Czosnek niedźwiedzi swoje antynowotworowe właściwości zawdzięcza przede wszystkim organicznym związkom siarki, które działają jak silny przeciwutleniacz. Podobno czosnek niedźwiedzi jest najbogatszą w związki siarki rośliną w Europie i zawiera jej kilka razy więcej niż tradycyjny czosnek. Związki siarki z jednej stropy chronią organizm przed działaniem wolnych rodników, a z drugiej pobudzają układ immunologiczny do zwalczania komórek nowotworowych. Z badań, które zostały opublikowane w "Journal of the American Cancer Society", wynika, że związki te są wyjątkowo skuteczne nawet wobec glejaka (rodzaj raka mózgu) i mogą być używane jako nieinwazyjna forma leczenia nowotworów.
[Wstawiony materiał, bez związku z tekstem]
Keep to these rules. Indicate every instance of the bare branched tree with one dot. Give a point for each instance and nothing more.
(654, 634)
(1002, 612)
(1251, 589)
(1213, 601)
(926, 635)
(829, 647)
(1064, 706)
Związki zawarte w czosnku niedźwiedzim podwyższają poziom "dobrego" cholesterolu HDL w stosunku do "złego" LDL, a także obniżają poziom trójglicerydów oraz cholesterolu, przez co zmniejsza się ryzyko wystąpienia miażdżycy, a co za tym idzie - także zawału serca, udaru czy choroby wieńcowej. Jednak swój pozytywny wpływ na układ krwionośny czosnek niedźwiedzi zawdzięcza przede wszystkim adenozynie (posiada jej znacznie więcej niż tradycyjny czosnek) - substancji, która zmniejsza ryzyko zakrzepów, gdyż mniejsza lepkość krwi i obniża ciśnienie poprzez rozszerzenie naczyń. W związku z tym, jedząc czosnek niedźwiedzi, można zapobiec także nadciśnieniu. Ponadto roślina ta zawiera sporo żelaza - podstawowego składnika hemoglobiny, odpowiadającego m.in. za przechowywanie i transportowanie tlenu w czerwonych krwinkach.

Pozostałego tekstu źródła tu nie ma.